MUNICH, GERMANY - SEPTEMBER 27: Mario Gomez (L) of Muenchen scores the opening goal during the UEFA Champions League group A match between FC Bayern Muenchen and Manchester City FC at Allianz Arena on September 27, 2011 in Munich, Germany. (Photo by Alexander Hassenstein/Bongarts/Getty Images)
Billed as the game that highlighted City's arrival in the Champions League: squaring off against one of Europe's old-guard in Bayern Munich, new money versus old in the very stadium City harbour hopes of returning to next May. Instead, City return to Manchester with a number of questions - not least Carlos Tevez - hanging over them. In specific relation to their Champions League hopes this season, City have to quickly overcome the naivety that has punctuated their play in this years competition, which, despite impressive passages of play, has seen them commit fundamental errors and drop points to put them in a position where a gap has opened up already between themselves and the top two. The squad itself is not short of Champions League experience, but this experience has come as individuals, not as a collective unit and at times this has been telling.
It is not often that the narrative of the game is not what did occur on the pitch but rather an event that didn't happen, but with Carlos Tevez's decision to refuse to take the field as a substitute has defined what was an unhappy evening all told. The recriminations will now begin in earnest and Tevez has fired his response this morning in denying that he refused to come on as a substitute. Roberto Mancini laid his cards out on table following the game in stating Tevez would 'never' play for the club again. Undoubtedly emotions were raw but even in the cold light of day it is inconceivable to see a situation where Tevez pulls on a City shirt again. To say the club have been accomodating to Tevez's histrionics the past year or so is understating the situation enormously but (even with the support of some within the ownership group) the Argentinian has burned his bridges to such a degree that a return would cause irreperable harm within the squad and management.
What the Tevez incident has done is take some of the focus away from Mancini's team selection and substitutions. It was a bold team selection by Mancini tactically, opting against a Nigel de Jong or James Milner to add a defensive presence in midfield and picking the 'attacking' full-back pair in Micah Richards and Gael Clichy. Over the first half an hour of the game the selection looked to have paid dividends as City started brightly and looked to be about to test Bayern's defence. An inability to maintain and control possession high up the field though meant that City could not sustain pressure on Bayern. With Bayern marauding forward, City finally buckled under continued pressure and once Richards and Clichy were pushed back and City's lack of width was evident as they looked for a way back into the game. The de Jong introduction attracted most criticism (led by Edin Dzeko) yet there was logic in this. The lack of control in terms of possession was clear and by pushing Yaya Toure forward to support Sergio Aguero (in addition to Dzeko's ineffectiveness) meant little was sacrificed in terms of attacking threat. The fact that the substitute had little bearing was more as a result of the stranglehold that Bayern had achieved by that stage.

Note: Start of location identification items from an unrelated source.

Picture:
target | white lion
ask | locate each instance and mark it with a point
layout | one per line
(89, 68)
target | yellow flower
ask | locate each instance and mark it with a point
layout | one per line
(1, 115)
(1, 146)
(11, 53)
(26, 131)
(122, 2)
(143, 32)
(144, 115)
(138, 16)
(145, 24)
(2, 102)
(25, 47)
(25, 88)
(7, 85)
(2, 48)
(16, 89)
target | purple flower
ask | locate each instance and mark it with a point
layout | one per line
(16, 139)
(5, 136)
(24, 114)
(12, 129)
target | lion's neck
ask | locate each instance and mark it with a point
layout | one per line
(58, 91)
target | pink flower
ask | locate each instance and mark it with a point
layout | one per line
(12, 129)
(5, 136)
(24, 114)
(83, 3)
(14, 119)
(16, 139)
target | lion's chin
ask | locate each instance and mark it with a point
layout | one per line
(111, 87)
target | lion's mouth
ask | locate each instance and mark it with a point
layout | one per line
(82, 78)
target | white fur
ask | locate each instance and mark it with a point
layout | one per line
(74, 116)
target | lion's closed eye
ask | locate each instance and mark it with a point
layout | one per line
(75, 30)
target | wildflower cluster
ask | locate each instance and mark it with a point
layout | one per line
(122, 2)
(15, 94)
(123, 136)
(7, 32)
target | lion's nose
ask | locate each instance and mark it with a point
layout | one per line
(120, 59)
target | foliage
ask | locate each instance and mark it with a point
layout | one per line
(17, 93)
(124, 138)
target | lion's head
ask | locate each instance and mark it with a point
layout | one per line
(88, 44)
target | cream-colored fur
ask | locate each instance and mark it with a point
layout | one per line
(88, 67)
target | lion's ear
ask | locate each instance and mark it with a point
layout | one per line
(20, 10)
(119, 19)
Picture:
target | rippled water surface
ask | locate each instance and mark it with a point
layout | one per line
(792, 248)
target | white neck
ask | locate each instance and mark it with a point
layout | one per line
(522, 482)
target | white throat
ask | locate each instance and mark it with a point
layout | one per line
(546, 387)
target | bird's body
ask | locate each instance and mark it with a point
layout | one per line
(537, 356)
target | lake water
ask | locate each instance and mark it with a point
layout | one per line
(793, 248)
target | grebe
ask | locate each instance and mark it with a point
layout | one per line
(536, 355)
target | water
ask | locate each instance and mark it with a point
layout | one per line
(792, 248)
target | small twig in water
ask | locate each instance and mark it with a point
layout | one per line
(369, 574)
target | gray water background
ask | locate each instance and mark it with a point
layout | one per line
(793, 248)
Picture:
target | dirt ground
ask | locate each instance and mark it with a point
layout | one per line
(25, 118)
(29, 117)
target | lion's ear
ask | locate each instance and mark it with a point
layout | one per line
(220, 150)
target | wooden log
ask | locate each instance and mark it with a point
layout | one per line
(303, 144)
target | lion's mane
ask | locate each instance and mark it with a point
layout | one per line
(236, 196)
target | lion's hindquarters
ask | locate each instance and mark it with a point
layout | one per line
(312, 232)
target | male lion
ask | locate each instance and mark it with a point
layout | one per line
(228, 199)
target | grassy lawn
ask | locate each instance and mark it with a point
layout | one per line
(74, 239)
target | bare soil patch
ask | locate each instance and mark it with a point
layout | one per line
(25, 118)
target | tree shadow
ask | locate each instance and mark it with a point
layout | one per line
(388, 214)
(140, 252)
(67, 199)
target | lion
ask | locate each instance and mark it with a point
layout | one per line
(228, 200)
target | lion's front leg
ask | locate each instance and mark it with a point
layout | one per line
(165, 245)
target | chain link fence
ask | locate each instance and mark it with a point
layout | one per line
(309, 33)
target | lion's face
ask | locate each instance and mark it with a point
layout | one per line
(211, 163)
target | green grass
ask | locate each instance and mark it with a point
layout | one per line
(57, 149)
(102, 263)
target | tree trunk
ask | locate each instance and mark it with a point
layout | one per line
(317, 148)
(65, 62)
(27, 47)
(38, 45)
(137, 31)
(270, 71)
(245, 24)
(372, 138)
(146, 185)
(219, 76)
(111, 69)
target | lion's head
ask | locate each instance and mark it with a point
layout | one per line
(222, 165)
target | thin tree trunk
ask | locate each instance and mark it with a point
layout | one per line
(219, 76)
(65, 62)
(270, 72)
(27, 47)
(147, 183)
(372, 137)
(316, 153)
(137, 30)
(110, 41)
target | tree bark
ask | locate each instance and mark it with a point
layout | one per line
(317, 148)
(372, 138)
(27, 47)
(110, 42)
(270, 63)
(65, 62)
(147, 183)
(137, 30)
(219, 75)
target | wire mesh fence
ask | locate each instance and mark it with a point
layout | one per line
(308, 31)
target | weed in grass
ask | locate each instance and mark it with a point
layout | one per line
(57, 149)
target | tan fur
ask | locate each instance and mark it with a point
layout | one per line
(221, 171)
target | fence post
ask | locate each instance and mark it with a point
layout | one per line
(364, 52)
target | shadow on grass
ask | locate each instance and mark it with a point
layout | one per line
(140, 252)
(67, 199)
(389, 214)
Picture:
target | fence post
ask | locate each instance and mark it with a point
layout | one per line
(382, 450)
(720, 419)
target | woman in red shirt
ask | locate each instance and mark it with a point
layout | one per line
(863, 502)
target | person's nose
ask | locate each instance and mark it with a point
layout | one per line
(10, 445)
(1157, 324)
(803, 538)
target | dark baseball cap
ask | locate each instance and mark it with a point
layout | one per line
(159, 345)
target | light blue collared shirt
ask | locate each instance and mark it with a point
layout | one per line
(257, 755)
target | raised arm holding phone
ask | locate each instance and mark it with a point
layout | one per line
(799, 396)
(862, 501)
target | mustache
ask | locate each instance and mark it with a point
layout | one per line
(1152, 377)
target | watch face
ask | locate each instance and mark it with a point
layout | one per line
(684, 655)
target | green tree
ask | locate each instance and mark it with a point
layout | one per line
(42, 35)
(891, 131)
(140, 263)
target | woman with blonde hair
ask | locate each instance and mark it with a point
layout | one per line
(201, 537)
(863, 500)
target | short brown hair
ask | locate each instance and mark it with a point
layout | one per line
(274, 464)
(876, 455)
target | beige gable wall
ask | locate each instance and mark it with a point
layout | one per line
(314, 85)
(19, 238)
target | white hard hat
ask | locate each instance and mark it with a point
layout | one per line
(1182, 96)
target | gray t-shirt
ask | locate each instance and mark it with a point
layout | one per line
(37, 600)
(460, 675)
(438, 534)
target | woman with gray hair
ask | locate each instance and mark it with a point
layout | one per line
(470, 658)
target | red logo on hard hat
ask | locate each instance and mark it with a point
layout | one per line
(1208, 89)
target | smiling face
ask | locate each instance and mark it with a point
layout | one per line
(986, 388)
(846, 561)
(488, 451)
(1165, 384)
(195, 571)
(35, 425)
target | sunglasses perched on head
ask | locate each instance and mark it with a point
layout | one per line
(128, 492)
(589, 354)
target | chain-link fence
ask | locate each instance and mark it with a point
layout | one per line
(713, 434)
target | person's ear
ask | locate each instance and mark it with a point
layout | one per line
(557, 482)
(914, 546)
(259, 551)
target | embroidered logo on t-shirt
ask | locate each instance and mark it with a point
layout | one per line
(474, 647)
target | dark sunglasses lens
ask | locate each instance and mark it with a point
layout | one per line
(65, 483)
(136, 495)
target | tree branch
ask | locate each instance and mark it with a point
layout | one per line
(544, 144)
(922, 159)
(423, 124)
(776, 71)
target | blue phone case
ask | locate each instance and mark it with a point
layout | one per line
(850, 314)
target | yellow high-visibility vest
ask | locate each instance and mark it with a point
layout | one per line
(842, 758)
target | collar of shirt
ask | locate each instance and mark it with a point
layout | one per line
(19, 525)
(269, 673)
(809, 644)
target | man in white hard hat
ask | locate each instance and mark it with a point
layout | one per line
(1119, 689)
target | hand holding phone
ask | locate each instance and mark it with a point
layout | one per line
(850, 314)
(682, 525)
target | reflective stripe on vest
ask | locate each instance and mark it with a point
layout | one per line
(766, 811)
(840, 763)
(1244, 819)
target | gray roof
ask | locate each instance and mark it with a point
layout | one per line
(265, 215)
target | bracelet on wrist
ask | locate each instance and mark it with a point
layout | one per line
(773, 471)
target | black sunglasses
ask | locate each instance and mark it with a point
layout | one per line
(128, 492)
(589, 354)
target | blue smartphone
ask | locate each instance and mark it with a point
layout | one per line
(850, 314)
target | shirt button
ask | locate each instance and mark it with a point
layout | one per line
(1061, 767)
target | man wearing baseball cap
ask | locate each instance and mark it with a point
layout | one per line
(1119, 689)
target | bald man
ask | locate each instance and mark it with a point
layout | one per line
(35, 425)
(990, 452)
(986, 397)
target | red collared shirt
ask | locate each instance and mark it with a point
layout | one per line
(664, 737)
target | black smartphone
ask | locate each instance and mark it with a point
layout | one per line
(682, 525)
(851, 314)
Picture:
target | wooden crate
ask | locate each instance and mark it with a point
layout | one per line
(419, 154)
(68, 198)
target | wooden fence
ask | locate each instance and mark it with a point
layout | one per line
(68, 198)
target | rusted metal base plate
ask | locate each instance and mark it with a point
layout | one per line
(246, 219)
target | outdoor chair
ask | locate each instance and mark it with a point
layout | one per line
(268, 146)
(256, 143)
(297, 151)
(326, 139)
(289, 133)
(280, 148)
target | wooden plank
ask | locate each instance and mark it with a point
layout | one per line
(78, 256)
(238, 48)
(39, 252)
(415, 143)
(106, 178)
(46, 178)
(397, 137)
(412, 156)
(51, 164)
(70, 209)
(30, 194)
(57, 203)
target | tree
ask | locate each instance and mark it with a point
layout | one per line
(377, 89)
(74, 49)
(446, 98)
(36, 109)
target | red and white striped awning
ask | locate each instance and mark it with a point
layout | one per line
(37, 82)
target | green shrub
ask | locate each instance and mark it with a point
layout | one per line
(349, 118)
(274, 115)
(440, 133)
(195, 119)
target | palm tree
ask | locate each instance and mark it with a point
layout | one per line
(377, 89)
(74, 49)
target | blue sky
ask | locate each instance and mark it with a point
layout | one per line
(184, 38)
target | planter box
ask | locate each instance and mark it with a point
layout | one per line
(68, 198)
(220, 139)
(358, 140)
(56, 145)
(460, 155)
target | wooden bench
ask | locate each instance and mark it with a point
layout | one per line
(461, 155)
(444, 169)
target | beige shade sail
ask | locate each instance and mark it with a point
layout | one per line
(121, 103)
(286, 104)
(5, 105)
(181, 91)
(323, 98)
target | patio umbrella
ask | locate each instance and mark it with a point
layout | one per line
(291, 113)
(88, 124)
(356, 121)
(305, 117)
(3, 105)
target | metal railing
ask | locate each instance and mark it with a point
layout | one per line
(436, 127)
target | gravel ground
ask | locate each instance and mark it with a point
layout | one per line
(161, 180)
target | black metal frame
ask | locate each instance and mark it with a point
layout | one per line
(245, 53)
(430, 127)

With City (specifically the mistakes they committed) playing a large part in their downfall, it has glossed over what should be acknowledged as a very strong Bayern performance. Everything that was advertised about them was in evidence: the trio of Bastian Schweinsteiger, Thomas Muller and in particular, Frank Ribery were excellent and as their dominance grew their confidence in their ability to attack did likewise. City's lethargic showing in the second-half may not have contributed in this regard but what was apparent throughout the game was how much a match Bayern were with City from a physical standpoint; rarely were they muscled off the ball and this ensured they had the lions share in terms of possession advantage.
The hangover that the club woke up with today will match anything generated as a result of the Oktoberfest festivities and as I wrote in the lead up to the game, it was a 'can't lose' rather than 'must win' game. The magical 10 point figure is still very much attainable but with Napoli winning at home to Villarreal yesterday evening, the forthcoming back to back games against the Spaniards assumes a greater significance. With Bayern squaring off against Napoli in their own double header Group A could have a very different feel by the time City host Bayern in the penultimate fixture in the Group.
City may be down, not out, but will need to re-group quickly to avoid their Champions League foray from coming to an abrupt end.